Buttermilk Fried Chicken - serves 4
4 large or 6 small chicken fillets
1 stick celery, roughly chopped
1 small onion, quartered
4 cloves garlic, halved lengthways
1 red chilli, roughly chopped
Tbs fresh thyme leaves
2 tsp cayenne pepper
2 tsp paprika
Salt & pepper.
1. In a large bowl, mix the buttermilk, celery, onion, garlic, chili, a teaspoon each of the paprika & cayenne and plenty of salt & pepper. Add the chicken, give it a good stir, then cover and leave to marinate in the fridge for as long as you have - overnight is best, but certainly no less than four hours. Give it another stir every so often.
(The more eagle-eyed among you will notice that I've used a habanero rather than a red chilli in the pic - this is actually a great way to use up the random scotch bonnets and habaneros you always end up with at the end of those multi-packs of chillies. Just leave it whole and score it rather than chopping it if you are using one of these, as they're really hot.)

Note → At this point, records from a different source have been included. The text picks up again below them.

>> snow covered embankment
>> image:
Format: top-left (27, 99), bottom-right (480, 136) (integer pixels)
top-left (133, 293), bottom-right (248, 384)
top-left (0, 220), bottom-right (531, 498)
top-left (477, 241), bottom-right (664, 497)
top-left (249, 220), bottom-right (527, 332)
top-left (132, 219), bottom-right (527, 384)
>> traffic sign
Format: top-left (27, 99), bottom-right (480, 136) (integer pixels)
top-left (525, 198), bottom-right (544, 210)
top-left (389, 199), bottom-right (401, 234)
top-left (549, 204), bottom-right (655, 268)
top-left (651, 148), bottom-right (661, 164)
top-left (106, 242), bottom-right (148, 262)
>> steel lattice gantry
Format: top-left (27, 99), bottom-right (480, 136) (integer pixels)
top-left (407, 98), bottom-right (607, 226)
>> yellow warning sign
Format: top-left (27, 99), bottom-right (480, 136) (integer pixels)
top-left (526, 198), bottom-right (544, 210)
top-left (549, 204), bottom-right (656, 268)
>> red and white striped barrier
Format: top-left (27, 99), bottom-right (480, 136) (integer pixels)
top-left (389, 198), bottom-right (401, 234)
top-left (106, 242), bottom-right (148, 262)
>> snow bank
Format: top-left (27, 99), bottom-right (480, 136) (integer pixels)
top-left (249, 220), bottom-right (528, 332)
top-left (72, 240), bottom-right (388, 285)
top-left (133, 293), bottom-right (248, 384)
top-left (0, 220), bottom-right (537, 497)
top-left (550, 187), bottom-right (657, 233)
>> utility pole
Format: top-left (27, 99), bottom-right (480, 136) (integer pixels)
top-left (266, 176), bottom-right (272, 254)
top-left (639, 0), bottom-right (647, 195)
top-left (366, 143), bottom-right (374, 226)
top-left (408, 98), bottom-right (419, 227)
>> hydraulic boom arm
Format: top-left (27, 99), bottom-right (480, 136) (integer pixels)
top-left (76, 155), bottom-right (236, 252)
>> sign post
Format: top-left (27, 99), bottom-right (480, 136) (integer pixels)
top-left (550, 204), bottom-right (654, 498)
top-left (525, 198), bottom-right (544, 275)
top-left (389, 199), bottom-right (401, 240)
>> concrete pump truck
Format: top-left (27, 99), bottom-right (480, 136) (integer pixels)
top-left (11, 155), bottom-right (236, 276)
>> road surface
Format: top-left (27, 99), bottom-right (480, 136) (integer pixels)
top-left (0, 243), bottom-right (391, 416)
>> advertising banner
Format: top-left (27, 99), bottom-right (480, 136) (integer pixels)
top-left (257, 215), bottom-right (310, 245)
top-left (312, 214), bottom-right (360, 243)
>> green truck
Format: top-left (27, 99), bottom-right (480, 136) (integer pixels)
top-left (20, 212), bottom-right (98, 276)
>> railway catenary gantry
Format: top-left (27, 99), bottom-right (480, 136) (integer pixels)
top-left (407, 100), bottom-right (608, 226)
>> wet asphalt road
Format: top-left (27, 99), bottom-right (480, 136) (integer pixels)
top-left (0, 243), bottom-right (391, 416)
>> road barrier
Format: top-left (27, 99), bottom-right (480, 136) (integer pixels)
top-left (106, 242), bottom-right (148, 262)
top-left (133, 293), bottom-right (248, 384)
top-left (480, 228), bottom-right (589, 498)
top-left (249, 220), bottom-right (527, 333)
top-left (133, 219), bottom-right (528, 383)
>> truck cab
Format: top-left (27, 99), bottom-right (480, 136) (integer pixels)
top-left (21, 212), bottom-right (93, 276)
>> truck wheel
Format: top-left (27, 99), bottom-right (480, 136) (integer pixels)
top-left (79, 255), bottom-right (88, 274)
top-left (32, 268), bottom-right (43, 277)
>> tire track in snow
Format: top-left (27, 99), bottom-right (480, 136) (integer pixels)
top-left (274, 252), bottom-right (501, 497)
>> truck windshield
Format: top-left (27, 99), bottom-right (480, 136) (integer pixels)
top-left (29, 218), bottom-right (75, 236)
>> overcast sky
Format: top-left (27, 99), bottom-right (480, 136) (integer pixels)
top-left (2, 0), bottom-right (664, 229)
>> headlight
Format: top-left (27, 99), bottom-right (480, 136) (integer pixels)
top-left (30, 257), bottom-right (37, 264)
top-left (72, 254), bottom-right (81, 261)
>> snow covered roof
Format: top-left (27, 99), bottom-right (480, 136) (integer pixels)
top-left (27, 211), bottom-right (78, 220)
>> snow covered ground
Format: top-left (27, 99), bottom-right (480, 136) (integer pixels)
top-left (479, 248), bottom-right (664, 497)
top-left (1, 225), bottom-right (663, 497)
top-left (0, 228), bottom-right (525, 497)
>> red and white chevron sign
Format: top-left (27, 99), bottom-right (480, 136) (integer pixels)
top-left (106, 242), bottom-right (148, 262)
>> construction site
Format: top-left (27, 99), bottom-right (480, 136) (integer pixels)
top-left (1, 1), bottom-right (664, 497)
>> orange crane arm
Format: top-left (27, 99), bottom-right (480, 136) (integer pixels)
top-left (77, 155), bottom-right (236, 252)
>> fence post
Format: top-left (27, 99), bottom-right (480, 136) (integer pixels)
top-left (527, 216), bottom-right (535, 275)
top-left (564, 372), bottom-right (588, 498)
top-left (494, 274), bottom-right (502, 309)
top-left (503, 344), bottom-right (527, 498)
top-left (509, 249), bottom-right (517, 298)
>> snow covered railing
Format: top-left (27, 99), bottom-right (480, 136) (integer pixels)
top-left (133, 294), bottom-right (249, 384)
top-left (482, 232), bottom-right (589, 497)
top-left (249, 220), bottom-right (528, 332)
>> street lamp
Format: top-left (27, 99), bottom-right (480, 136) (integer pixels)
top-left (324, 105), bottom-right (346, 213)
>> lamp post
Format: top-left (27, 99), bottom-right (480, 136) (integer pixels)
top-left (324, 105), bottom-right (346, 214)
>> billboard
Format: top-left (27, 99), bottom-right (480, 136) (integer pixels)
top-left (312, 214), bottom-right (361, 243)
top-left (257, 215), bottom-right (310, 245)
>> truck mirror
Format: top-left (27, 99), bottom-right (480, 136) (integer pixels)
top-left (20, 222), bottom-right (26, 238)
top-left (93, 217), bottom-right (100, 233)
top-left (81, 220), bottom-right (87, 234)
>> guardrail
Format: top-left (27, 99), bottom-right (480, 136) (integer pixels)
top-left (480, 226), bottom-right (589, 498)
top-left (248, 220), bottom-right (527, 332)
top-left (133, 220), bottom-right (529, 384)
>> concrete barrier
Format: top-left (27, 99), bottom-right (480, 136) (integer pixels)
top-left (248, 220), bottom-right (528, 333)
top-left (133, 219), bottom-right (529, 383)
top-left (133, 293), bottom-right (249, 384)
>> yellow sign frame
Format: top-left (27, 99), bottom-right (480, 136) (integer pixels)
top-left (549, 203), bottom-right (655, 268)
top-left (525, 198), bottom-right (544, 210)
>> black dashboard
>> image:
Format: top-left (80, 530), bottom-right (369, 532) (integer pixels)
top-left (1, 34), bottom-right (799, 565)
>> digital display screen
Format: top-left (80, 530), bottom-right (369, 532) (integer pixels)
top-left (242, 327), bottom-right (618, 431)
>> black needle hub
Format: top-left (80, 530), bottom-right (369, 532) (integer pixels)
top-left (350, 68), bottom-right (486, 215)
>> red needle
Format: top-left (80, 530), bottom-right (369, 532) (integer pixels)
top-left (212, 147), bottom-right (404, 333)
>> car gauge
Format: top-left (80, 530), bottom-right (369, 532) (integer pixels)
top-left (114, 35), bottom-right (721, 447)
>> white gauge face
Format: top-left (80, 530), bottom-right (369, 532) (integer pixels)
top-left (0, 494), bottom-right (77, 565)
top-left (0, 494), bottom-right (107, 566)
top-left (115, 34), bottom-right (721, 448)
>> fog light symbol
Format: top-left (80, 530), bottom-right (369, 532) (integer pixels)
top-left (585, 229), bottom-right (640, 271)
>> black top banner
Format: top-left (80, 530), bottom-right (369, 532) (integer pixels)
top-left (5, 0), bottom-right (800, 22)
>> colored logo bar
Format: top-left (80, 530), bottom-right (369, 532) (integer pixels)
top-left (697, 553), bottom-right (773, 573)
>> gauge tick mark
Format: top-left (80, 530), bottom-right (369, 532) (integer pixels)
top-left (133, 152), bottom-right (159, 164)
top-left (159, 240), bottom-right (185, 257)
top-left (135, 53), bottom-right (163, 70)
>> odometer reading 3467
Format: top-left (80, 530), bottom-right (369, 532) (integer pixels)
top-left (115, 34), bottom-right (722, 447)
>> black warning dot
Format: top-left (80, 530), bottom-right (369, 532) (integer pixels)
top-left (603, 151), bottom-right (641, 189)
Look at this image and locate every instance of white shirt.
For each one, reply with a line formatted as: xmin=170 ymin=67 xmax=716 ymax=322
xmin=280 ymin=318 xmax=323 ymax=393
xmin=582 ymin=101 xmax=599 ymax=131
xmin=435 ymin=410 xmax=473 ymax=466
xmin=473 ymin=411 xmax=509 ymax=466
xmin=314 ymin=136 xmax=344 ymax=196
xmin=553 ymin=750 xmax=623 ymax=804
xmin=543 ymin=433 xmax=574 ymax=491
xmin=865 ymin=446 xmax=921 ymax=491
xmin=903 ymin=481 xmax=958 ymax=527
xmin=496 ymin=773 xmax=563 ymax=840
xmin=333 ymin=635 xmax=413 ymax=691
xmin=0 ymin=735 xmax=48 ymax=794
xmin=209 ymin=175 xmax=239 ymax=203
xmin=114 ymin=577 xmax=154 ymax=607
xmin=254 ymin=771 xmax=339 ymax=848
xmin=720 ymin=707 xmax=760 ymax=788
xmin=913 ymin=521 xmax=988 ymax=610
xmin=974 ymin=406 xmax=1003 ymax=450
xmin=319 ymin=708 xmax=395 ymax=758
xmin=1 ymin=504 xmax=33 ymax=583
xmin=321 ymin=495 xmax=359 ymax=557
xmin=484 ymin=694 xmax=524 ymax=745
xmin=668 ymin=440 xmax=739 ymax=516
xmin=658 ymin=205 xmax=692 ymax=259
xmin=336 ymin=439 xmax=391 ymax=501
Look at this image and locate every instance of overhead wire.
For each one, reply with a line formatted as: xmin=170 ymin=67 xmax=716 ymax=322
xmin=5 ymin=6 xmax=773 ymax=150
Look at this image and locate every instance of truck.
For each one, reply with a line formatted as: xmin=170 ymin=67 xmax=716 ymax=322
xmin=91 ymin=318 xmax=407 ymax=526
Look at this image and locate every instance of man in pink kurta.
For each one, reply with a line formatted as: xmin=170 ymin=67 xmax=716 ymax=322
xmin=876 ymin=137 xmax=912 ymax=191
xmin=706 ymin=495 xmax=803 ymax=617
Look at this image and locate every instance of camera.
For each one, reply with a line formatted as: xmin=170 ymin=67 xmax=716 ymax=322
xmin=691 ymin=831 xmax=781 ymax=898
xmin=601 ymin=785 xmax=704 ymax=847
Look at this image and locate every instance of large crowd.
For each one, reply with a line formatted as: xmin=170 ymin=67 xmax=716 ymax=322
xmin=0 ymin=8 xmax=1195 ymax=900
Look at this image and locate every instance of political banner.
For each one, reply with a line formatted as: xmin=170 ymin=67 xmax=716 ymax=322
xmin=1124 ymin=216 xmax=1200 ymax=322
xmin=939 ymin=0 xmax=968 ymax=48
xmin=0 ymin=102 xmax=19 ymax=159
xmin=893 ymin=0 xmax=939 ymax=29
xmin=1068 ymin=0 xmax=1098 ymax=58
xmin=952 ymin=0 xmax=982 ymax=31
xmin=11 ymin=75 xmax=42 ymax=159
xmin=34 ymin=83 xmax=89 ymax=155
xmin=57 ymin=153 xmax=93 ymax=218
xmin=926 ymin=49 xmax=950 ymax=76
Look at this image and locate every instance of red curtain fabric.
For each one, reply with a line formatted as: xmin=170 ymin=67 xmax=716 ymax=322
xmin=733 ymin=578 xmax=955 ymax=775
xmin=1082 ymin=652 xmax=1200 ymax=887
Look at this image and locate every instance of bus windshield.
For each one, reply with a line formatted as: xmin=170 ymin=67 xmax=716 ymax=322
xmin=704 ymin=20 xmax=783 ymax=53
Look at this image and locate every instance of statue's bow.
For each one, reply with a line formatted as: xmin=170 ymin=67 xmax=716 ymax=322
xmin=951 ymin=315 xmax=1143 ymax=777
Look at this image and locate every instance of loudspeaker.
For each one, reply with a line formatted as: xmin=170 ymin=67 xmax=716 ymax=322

2. In a large, shallow dish, mix the flour with the rest of the paprika & cayenne and more salt & pepper. Remove the chicken from the milk with a tongs, shake off any excess liquid and dredge through the seasoned flour until completely covered - give it a good shove with the tongs to make sure you get into all the nooks & crannies. Don't worry if there's any thyme leaves or big lumps of pepper stuck to the chicken, it all adds to the flavour.
3. Heat a couple of inches of sunflower oil (don't use olive, it's too strong and with too low a smoke-point) in a large, deep pan until piping hot. Fry the chicken two or three pieces at a time, allowing about 6 minutes per side. Handle very carefully when removing from the pan so that you don't knock off all your lovely, crispy coating. Leave to rest on a warmed platter lined with kitchen towels while you're cooking the other pieces.
Spiced Up Mac & Cheese - serves 4
250g grated strong cheese such as a really mature Cheddar, Leicester or Gloucester
3 tbs Frank's Red Hot Sauce
1 tsp cayenne pepper
1 tsp chilli powder
0.5 tsp garlic granules
Salt & pepper
1. Cook the pasta until just slightly underdone & drain. Stick the same pot back on the heat, allow to dry, then make a roux by melting the butter, then adding the flour and cooking for a good 5 minutes, stirring all the time. (I usually just nick 30g of the seasoned flour that I'm going to use for the chicken.)
2. In a jug or bowl, mix the milk, cayenne, chili powder, hot sauce, garlic granules and salt & pepper. Whisk into the roux a little at a time, then bring to the boil, stirring constantly, until the sauce thickens. Remove from the heat and stir in the cheese.
3. Stir the pasta back into the sauce (add a little of the cooking water if your sauce is too thick), pour into a shallow dish & bake in an oven preheated to 200C until golden & bubbling - about 30 minutes.
Serve with the chicken and a spinach & coriander salad.
I hope this is a worthy kick-off to the 2013 Cooking Club - all feedback is welcome - good, bad or indifferent!